Die Einberufung der Enquete-Kommission „Internet und digitale Gesellschaft“ wird im Netz zwar begrüßt, ansonsten bleiben die Reaktionen von Bloggern und Politikern jedoch verhalten. Den einen kommt die Initiative viel zu spät. Die anderen wollen erst mal abwarten, wie ernst es der CDU/CSU-Fraktion denn wirklich ist. Ein Überblick.
Markus Beckedahl von netzpolitik.org hofft, dass mit der Kommission die Debatte um die Netzpolitk mehr Aufmerksamkeit erhält und wartet gespannt auf die Berufung der Experten. Zudem verweist er auf den Streit um das Ideen-Urheberrecht zu einer solchen Kommission zwischen CDU/CSU, FDP, Grünen und des Industrieverbandes D21.

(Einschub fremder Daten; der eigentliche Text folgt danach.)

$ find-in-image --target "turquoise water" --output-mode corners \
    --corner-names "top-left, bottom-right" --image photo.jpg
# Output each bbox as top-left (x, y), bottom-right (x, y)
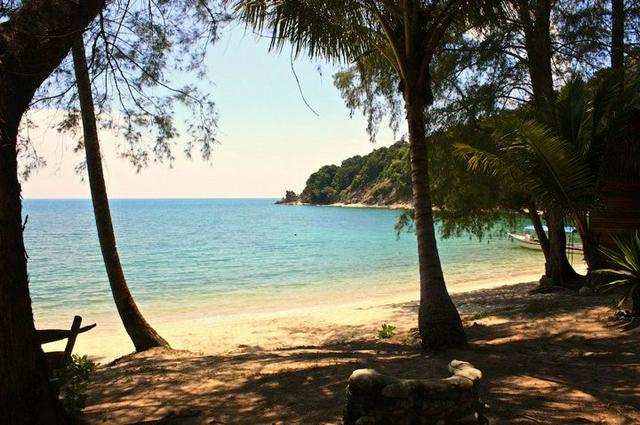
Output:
top-left (24, 199), bottom-right (543, 319)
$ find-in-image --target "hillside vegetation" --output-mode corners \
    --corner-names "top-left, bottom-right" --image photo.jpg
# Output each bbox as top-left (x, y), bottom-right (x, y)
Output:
top-left (288, 141), bottom-right (411, 205)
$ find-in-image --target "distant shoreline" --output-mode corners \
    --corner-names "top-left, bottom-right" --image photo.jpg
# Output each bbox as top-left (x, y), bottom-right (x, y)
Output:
top-left (276, 201), bottom-right (413, 210)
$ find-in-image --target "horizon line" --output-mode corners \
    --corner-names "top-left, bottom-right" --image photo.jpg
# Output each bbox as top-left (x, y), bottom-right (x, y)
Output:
top-left (22, 196), bottom-right (282, 201)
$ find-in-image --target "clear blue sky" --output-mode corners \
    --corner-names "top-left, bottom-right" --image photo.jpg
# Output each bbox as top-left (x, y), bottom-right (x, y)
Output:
top-left (23, 26), bottom-right (401, 198)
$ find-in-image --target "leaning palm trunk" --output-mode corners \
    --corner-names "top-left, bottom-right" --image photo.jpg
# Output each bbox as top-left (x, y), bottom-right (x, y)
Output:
top-left (405, 91), bottom-right (467, 348)
top-left (545, 210), bottom-right (580, 286)
top-left (71, 37), bottom-right (169, 352)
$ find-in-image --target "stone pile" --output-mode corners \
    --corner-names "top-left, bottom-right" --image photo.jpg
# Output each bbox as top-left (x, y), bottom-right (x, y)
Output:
top-left (344, 360), bottom-right (487, 425)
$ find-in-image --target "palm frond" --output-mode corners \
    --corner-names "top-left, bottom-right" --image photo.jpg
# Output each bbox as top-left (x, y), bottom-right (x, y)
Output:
top-left (235, 0), bottom-right (376, 62)
top-left (494, 119), bottom-right (595, 212)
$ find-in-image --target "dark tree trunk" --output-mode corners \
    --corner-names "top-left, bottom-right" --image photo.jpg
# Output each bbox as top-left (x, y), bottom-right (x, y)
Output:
top-left (611, 0), bottom-right (624, 69)
top-left (0, 117), bottom-right (64, 424)
top-left (518, 0), bottom-right (554, 115)
top-left (545, 211), bottom-right (580, 286)
top-left (405, 90), bottom-right (467, 349)
top-left (72, 37), bottom-right (169, 352)
top-left (514, 0), bottom-right (578, 282)
top-left (528, 200), bottom-right (549, 263)
top-left (576, 216), bottom-right (606, 275)
top-left (0, 0), bottom-right (104, 425)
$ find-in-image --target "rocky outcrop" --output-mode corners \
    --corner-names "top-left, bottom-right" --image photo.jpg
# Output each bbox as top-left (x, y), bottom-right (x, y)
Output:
top-left (276, 190), bottom-right (300, 204)
top-left (280, 141), bottom-right (413, 206)
top-left (344, 360), bottom-right (487, 425)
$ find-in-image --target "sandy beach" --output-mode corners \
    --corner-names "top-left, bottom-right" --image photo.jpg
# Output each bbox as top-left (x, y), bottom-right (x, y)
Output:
top-left (80, 272), bottom-right (640, 425)
top-left (37, 265), bottom-right (584, 364)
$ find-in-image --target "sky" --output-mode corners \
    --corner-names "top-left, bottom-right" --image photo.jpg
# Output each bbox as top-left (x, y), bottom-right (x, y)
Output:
top-left (23, 26), bottom-right (403, 199)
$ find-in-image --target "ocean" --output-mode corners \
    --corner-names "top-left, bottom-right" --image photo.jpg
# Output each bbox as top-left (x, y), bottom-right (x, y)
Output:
top-left (24, 199), bottom-right (544, 324)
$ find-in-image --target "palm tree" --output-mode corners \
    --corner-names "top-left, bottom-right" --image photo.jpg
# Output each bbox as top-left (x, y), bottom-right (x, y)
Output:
top-left (456, 70), bottom-right (640, 284)
top-left (597, 230), bottom-right (640, 317)
top-left (71, 37), bottom-right (169, 352)
top-left (237, 0), bottom-right (488, 348)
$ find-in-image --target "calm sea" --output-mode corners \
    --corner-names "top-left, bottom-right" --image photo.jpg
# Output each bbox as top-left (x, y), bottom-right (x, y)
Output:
top-left (24, 199), bottom-right (543, 322)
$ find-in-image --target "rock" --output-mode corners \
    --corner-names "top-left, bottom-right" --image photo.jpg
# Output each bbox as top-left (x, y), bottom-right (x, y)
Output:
top-left (344, 360), bottom-right (484, 425)
top-left (276, 190), bottom-right (300, 204)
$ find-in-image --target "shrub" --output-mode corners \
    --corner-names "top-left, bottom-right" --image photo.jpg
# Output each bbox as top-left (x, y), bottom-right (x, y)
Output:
top-left (54, 354), bottom-right (96, 417)
top-left (595, 231), bottom-right (640, 317)
top-left (378, 323), bottom-right (396, 339)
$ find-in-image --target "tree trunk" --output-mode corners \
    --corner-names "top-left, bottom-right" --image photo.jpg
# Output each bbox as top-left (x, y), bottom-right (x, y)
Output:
top-left (72, 37), bottom-right (169, 352)
top-left (0, 116), bottom-right (64, 425)
top-left (611, 0), bottom-right (624, 69)
top-left (576, 212), bottom-right (606, 275)
top-left (546, 211), bottom-right (580, 286)
top-left (0, 0), bottom-right (104, 425)
top-left (405, 90), bottom-right (467, 349)
top-left (528, 203), bottom-right (549, 263)
top-left (516, 0), bottom-right (579, 283)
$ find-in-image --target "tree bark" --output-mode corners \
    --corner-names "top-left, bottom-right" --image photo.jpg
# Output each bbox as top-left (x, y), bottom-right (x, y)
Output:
top-left (71, 36), bottom-right (169, 352)
top-left (528, 203), bottom-right (549, 263)
top-left (611, 0), bottom-right (624, 69)
top-left (405, 90), bottom-right (467, 349)
top-left (576, 212), bottom-right (606, 276)
top-left (514, 0), bottom-right (578, 280)
top-left (0, 0), bottom-right (104, 425)
top-left (546, 210), bottom-right (580, 286)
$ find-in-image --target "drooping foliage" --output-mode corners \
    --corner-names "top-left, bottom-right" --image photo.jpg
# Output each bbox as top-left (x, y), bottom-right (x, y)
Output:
top-left (13, 0), bottom-right (228, 177)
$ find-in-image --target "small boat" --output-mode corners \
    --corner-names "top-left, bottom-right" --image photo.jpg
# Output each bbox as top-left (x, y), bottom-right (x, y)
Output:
top-left (508, 225), bottom-right (582, 252)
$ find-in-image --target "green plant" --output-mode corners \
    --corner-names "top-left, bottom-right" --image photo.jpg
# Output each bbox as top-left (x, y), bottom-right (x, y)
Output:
top-left (54, 354), bottom-right (97, 417)
top-left (595, 231), bottom-right (640, 317)
top-left (378, 323), bottom-right (396, 339)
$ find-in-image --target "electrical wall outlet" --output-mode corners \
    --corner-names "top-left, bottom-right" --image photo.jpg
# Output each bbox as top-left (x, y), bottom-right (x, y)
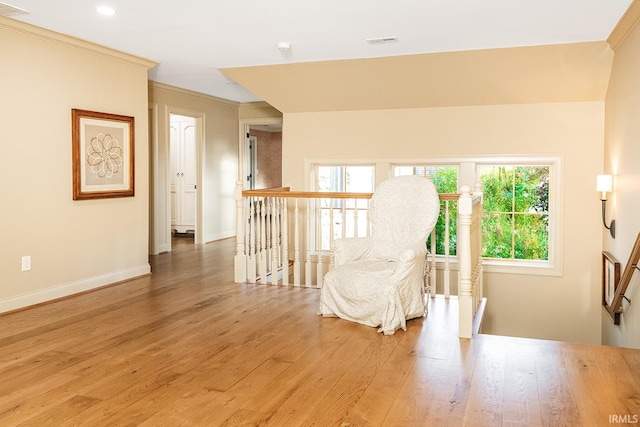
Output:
top-left (22, 255), bottom-right (31, 271)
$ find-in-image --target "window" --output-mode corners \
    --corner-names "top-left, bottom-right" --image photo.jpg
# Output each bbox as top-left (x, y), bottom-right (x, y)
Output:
top-left (309, 156), bottom-right (562, 275)
top-left (393, 165), bottom-right (458, 255)
top-left (316, 166), bottom-right (375, 250)
top-left (478, 165), bottom-right (551, 261)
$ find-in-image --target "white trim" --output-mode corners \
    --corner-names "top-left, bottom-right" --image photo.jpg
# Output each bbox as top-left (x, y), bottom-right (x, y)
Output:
top-left (0, 264), bottom-right (151, 313)
top-left (304, 154), bottom-right (564, 276)
top-left (238, 117), bottom-right (284, 188)
top-left (163, 105), bottom-right (206, 247)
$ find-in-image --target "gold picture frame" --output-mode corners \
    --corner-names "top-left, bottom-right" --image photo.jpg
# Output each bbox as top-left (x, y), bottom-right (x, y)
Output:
top-left (71, 108), bottom-right (134, 200)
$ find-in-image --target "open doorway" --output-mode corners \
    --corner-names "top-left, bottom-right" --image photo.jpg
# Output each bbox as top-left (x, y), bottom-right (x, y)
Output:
top-left (169, 114), bottom-right (197, 246)
top-left (241, 121), bottom-right (282, 190)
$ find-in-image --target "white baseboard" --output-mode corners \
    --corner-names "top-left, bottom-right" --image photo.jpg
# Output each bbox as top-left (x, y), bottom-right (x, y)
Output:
top-left (204, 230), bottom-right (236, 243)
top-left (0, 264), bottom-right (151, 313)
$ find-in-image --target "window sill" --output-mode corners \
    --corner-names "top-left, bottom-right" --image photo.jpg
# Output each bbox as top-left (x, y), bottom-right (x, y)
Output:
top-left (482, 259), bottom-right (562, 276)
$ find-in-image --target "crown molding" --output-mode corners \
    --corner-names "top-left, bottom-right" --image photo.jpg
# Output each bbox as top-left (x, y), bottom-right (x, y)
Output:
top-left (607, 0), bottom-right (640, 52)
top-left (0, 16), bottom-right (156, 69)
top-left (149, 80), bottom-right (240, 107)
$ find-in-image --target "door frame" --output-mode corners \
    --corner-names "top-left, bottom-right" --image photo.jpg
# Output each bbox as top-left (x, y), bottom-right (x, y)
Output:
top-left (238, 117), bottom-right (284, 189)
top-left (149, 104), bottom-right (205, 255)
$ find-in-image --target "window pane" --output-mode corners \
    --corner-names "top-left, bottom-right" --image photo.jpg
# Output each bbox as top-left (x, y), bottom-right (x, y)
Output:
top-left (479, 166), bottom-right (513, 212)
top-left (318, 166), bottom-right (344, 191)
top-left (514, 166), bottom-right (549, 212)
top-left (514, 214), bottom-right (549, 261)
top-left (427, 166), bottom-right (458, 193)
top-left (482, 213), bottom-right (513, 259)
top-left (341, 166), bottom-right (373, 193)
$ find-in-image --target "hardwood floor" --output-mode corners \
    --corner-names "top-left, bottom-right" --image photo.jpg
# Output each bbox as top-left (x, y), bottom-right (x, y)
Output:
top-left (0, 240), bottom-right (640, 427)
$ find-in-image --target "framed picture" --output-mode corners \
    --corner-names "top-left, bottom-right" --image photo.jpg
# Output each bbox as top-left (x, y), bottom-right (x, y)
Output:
top-left (71, 108), bottom-right (134, 200)
top-left (602, 251), bottom-right (620, 320)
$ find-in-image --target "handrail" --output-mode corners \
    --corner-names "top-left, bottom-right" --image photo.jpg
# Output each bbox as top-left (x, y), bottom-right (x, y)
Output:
top-left (605, 233), bottom-right (640, 325)
top-left (242, 187), bottom-right (460, 200)
top-left (234, 181), bottom-right (484, 338)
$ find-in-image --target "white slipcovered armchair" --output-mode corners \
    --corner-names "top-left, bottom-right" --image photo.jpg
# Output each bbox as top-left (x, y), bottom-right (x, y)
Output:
top-left (318, 176), bottom-right (440, 335)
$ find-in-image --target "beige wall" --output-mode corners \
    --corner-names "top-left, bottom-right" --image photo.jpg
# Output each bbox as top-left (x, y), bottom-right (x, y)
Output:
top-left (149, 82), bottom-right (239, 252)
top-left (283, 101), bottom-right (604, 343)
top-left (600, 20), bottom-right (640, 348)
top-left (0, 17), bottom-right (153, 311)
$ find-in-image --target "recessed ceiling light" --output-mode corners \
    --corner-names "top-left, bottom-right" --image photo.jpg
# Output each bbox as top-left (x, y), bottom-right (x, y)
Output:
top-left (365, 36), bottom-right (398, 44)
top-left (278, 42), bottom-right (291, 52)
top-left (96, 6), bottom-right (116, 16)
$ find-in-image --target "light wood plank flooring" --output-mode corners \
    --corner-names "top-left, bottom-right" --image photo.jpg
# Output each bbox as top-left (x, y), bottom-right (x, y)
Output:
top-left (0, 240), bottom-right (640, 426)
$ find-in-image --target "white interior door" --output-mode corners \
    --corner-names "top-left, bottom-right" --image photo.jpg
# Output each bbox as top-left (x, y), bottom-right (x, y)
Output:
top-left (169, 114), bottom-right (197, 233)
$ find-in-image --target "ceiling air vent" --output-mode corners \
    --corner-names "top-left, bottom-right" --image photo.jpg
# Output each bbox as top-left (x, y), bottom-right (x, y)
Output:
top-left (0, 3), bottom-right (29, 16)
top-left (366, 37), bottom-right (398, 44)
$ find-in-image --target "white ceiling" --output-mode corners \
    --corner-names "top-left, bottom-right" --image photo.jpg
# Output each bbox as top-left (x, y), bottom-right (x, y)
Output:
top-left (3, 0), bottom-right (632, 102)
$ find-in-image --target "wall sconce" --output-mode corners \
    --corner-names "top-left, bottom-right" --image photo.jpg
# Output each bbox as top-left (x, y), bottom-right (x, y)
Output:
top-left (596, 175), bottom-right (616, 239)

Auf der Suche nach dem Mainstream
Die Union der „Zensursula“ suche mit der Einberufung der Enquete-Kommission wieder den Anschluss an den „Internet-Mainstream“, schreibt die freie Journalistin Christiane Schulzki-Haddouti auf KOOPTECH. Denn normalerweise sei das Einberufen einer Enquete-Kommission ein Instrument der Opposition. Jetzt versuche die Regierung dadurch, den eigenen netzpolitischen Rückstand aufzuholen. Dabei habe man vor 15 Jahren schon einmal mit Hilfe einer Kommission versucht, den Abgeordneten das Internet nahe zu bringen – durch Autobahnmetaphern.
Für Nico Lumma,
Mitglied der Enquete-Kommission „Verantwortung in der medialen Welt“ und in der SPD,
ist Deutschland längst eine „netzpolitische Wüste“. Die Kommission sei
bestenfalls „Symbolpolitik“ um Kritiker zu besänftigen. Zwei Jahre lang
werden sich nun Experten mit dem Thema beschäftigen, um dann doch nur
die bis dahin geschaffenen Fakten in einem Abschlussbericht zur
Kenntnis zu nehmen. Internet und digitale Gesellschaft seien für
Parlamentarier weiterhin nur ein Randthema, Deutschland drohe im
internationalen Vergleich weiter abzufallen.
Tanker vs. Schnellboot
„Überfällig“ sei dieser Schritt, so der netzpolitische Sprecher der Grünen, Dr. Konstantin von Notz, in einer gemeinsamen Pressemitteilung mit Bundesvorstands-Mitglied Malte Spitz. Die Kommission biete die Chance, Modelle der E-Partizipation nicht nur zu diskutieren, sondern durch die Teilhabe möglichst vieler Interessenten an der Debatte gleich zu realisieren – wenn möglich über die Grenzen des Nationalstaats hinaus.
Manuel Höferlin kündigt im Blog der FDP-Bundestagsfraktion zusätzlich die Gründung der Arbeitsgruppe „IT und Informationsgesellschaft“ an. Ab nächster Woche will die FDP so „schon heute Antworten auf aktuelle Fragen geben.“ Die Union sei durch das „Zensursula-Debakel“ längst zu einem „schwerfälligen Tanker“ in Sachen Netzpolitik geworden. Die Liberalen seien hingegen das „Schnellboot der Koalition in IT-Angelegenheiten“.
Die Digitale Linke
ist dagegen skeptisch und glaubt nicht, dass die Kommission zu
fraktionsübergreifenden Ergebnissen und einer breiten Beteiligung
führen wird. Sie drohe vielmehr zu einer „öffentlichkeitswirksamen
Begleitung und Einbettung von Gesetzesinitiativen der Bundesregierung“
zu verkommen.
Die SPD begrüßt die Berufung der Kommission und will in den kommenenden Wochen ein eigenes netzpolitisches Programm erarbeiten.